# Great grandma and pa and their turbo Levo's



## highroad 2 (Jan 24, 2017)

The Haibike has been gathering some dust since I started riding a Hightower a month ago.
So yesterday I started up the single track climb that leads to 3 fun downhill flow trails.
This trail is not very technical, but almost all of it has serious exposure if you get out of the 2 foot wide single track.
About half way up I noticed another rider across the canyon, thinking I could catch up with them before the steeper sections.
I assumed the rider was a women because of the long hair.
My 65 year old ego was starting to bother me because it was taking way longer than expected to catch up with her when she pulled over to let me by.
I stopped to talk to her and realized this was the couple that I had heard spent some of their children's inheritance (my words) on 2 Levo's at the LBS. Great grand pa was riding a 2018 $7500 carbon Levo and ma a 2017 Comp.
I am guessing these riders were well into the 70's and it made me smile to see them out there.
It was the perfect scenario for assisted class 1 bikes on a trail system allowing class 1, but not 2 or 3.
I have been asking myself lately how many more years do I have in me.
I got my answer, plenty.
Highroad 2


----------



## levity (Oct 31, 2011)

That's just all wrong!


GPa should have made sure GMa was on the newer, higher spec bike.

(it's worth being mindful of the saying, "Happy wife, happy life")


----------



## Gutch (Dec 17, 2010)

My grandma got run over by a Levo, riding home from our house Christmas Eve, you could say there’s no such thing as Levo’s, but as for me and granpa we believe!


----------



## slapheadmofo (Jun 9, 2006)

Gutch said:


> My grandma got run over by a Levo, riding home from our house Christmas Eve, you could say there's no such thing as Levo's, but as for me and granpa we believe!

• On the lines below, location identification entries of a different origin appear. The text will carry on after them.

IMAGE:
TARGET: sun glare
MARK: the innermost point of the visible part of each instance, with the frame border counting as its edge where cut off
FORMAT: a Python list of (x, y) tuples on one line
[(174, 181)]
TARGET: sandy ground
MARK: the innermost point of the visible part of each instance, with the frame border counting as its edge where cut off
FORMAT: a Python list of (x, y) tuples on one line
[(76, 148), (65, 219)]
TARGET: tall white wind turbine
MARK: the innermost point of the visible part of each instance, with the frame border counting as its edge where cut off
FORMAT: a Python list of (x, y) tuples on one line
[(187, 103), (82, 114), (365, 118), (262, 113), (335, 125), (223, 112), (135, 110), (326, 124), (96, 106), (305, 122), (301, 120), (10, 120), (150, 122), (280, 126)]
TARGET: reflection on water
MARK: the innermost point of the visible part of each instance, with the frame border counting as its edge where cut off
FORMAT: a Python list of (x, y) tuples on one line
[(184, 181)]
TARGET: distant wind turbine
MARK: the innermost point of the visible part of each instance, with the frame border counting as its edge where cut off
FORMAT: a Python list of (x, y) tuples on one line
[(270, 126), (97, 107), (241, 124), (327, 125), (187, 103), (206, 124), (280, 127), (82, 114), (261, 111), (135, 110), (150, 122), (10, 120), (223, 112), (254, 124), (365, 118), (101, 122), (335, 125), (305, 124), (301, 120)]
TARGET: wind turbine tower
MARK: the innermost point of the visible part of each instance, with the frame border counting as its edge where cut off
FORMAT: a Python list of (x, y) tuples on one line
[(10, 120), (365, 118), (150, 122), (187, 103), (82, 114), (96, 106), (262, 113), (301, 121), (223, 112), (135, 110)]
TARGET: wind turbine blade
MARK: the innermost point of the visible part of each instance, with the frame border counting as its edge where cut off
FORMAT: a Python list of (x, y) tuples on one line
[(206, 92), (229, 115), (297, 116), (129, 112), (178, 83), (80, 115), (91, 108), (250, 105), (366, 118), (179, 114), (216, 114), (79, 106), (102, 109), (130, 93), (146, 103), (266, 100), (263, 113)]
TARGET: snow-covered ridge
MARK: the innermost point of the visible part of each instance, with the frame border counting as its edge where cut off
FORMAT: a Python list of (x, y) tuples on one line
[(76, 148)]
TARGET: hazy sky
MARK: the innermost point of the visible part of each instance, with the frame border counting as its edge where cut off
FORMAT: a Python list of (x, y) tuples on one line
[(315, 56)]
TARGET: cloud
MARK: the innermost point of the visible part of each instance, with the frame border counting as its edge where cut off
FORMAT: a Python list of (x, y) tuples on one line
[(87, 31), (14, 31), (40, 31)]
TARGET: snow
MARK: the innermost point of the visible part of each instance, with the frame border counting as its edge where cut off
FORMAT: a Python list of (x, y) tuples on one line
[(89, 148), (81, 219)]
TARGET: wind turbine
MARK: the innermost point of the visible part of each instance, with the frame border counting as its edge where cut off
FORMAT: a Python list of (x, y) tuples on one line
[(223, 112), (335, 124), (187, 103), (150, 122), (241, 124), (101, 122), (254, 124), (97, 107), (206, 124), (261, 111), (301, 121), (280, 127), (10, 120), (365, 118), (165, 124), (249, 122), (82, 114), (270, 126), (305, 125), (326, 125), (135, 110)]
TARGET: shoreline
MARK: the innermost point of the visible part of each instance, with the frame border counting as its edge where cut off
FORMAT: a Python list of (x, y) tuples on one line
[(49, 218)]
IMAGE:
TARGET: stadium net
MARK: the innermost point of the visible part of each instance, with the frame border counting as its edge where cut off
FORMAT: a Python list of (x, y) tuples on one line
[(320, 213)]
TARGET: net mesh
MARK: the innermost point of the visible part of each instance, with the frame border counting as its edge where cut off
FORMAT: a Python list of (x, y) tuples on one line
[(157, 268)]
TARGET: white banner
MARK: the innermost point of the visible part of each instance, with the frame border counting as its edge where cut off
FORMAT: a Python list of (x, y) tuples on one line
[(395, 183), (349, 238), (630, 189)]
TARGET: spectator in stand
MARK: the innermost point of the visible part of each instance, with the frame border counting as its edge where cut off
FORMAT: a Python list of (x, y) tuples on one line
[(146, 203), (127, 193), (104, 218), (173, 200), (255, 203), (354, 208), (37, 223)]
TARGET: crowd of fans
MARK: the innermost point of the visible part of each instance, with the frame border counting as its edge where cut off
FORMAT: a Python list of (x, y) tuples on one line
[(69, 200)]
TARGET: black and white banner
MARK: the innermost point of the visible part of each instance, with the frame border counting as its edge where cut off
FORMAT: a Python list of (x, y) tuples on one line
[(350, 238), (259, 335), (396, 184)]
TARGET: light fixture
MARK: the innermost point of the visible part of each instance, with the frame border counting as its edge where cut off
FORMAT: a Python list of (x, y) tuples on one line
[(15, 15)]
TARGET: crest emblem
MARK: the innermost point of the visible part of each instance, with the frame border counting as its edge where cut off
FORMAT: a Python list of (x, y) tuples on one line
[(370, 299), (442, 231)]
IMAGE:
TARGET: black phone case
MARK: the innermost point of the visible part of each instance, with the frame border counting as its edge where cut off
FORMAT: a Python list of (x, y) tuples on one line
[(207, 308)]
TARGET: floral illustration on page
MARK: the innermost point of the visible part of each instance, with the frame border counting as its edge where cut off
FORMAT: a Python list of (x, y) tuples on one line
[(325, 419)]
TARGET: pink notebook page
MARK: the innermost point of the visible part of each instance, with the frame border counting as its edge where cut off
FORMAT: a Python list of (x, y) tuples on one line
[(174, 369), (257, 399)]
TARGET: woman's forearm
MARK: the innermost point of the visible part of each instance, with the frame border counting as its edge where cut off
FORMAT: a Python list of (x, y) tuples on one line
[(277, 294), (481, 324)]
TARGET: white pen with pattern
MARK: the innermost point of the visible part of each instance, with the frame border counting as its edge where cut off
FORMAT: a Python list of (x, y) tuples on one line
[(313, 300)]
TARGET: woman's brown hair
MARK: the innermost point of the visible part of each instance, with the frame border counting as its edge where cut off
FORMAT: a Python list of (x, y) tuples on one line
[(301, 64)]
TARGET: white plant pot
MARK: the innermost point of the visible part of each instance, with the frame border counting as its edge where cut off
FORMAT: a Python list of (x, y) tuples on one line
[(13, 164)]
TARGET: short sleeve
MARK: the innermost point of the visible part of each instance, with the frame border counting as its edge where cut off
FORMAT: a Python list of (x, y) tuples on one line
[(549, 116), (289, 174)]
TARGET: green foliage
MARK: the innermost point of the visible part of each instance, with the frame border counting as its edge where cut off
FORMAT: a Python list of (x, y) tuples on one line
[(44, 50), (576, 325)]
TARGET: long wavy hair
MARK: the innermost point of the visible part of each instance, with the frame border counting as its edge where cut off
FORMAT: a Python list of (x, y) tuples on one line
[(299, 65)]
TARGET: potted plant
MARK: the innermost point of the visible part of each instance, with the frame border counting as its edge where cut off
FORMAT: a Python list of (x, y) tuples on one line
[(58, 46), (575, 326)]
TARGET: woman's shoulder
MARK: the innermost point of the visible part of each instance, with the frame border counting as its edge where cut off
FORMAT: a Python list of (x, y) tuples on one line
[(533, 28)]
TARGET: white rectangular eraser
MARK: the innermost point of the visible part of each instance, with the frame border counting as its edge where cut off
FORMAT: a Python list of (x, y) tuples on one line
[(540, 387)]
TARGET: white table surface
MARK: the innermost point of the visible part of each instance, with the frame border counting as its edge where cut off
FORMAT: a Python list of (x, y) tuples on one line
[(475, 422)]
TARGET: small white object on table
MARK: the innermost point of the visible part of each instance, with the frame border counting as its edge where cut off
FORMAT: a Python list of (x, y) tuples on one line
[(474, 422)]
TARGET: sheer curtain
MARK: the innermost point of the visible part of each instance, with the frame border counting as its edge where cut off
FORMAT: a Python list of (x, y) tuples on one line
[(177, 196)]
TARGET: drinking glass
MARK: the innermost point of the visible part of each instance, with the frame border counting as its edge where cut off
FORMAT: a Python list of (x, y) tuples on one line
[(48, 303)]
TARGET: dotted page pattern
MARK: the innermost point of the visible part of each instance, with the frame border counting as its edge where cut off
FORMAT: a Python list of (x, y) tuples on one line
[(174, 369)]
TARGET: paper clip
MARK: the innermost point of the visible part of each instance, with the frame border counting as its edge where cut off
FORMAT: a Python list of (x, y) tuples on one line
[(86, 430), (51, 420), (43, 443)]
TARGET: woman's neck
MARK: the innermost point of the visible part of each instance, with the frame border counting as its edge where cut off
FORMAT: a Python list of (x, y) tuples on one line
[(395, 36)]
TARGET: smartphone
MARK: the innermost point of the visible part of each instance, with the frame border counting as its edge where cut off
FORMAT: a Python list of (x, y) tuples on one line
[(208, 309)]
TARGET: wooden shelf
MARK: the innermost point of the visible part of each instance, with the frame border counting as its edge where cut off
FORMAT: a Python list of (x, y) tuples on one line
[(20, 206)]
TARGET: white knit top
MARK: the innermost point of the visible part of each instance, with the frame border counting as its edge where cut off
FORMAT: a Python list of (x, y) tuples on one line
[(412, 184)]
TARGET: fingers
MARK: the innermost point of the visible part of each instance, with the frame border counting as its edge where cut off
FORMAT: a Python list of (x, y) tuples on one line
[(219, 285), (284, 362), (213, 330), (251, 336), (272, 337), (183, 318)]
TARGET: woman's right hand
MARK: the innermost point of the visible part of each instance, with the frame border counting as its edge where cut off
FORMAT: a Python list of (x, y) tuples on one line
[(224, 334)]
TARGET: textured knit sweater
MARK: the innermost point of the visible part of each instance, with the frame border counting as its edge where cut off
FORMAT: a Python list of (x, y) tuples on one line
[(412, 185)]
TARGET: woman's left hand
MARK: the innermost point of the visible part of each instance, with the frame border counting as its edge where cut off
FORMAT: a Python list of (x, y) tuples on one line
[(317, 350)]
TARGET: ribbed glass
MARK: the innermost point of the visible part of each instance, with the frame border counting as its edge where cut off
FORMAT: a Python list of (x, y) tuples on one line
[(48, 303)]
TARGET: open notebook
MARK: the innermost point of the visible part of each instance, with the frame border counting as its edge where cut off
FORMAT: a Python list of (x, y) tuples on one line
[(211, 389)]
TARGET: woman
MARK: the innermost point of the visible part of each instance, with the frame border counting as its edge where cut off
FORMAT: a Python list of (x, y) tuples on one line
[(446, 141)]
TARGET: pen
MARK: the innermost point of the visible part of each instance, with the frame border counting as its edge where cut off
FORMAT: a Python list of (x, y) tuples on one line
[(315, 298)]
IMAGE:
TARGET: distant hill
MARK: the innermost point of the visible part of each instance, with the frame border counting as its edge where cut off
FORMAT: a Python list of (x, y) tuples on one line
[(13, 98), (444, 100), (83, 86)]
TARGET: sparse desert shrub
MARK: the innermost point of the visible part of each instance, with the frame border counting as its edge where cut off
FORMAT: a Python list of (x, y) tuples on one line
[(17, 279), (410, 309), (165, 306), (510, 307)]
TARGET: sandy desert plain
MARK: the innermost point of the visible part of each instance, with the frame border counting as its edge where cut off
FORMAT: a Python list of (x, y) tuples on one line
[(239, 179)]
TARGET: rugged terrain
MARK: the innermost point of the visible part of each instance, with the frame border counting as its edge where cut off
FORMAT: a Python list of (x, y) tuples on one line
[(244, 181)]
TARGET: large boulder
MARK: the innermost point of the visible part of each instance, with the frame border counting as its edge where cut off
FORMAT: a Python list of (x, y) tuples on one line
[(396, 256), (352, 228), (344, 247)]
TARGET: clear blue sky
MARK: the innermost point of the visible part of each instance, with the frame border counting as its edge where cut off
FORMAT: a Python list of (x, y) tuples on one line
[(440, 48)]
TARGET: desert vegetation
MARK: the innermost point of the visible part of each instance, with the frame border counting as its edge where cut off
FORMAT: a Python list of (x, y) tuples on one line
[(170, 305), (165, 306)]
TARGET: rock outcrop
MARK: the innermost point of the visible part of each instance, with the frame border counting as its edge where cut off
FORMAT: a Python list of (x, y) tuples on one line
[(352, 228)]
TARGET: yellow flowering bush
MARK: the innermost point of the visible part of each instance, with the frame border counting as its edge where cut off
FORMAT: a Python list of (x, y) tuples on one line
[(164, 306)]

"You must spread some Reputation around before giving it to Gutch again"

I'll tell ya, my dad is 73 and sometimes he moves so slowly on his bike these days that I swear he must be screwing with the space time continuum somehow. 
I'd be interested to see how he would do on an e-bike.


----------



## fos'l (May 27, 2009)

SHM, according to some, he'd have Lance in his rear view mirror.


----------



## Lemonaid (May 13, 2013)

The national parks allow for assisted vehicles for the elderly and infirm. No argument there.


----------



## highroad 2 (Jan 24, 2017)

Do I qualify as elderly at 65?
Does lazy qualify as infirm?


----------



## slapheadmofo (Jun 9, 2006)

fos'l said:


> SHM, according to some, he'd have Lance in his rear view mirror.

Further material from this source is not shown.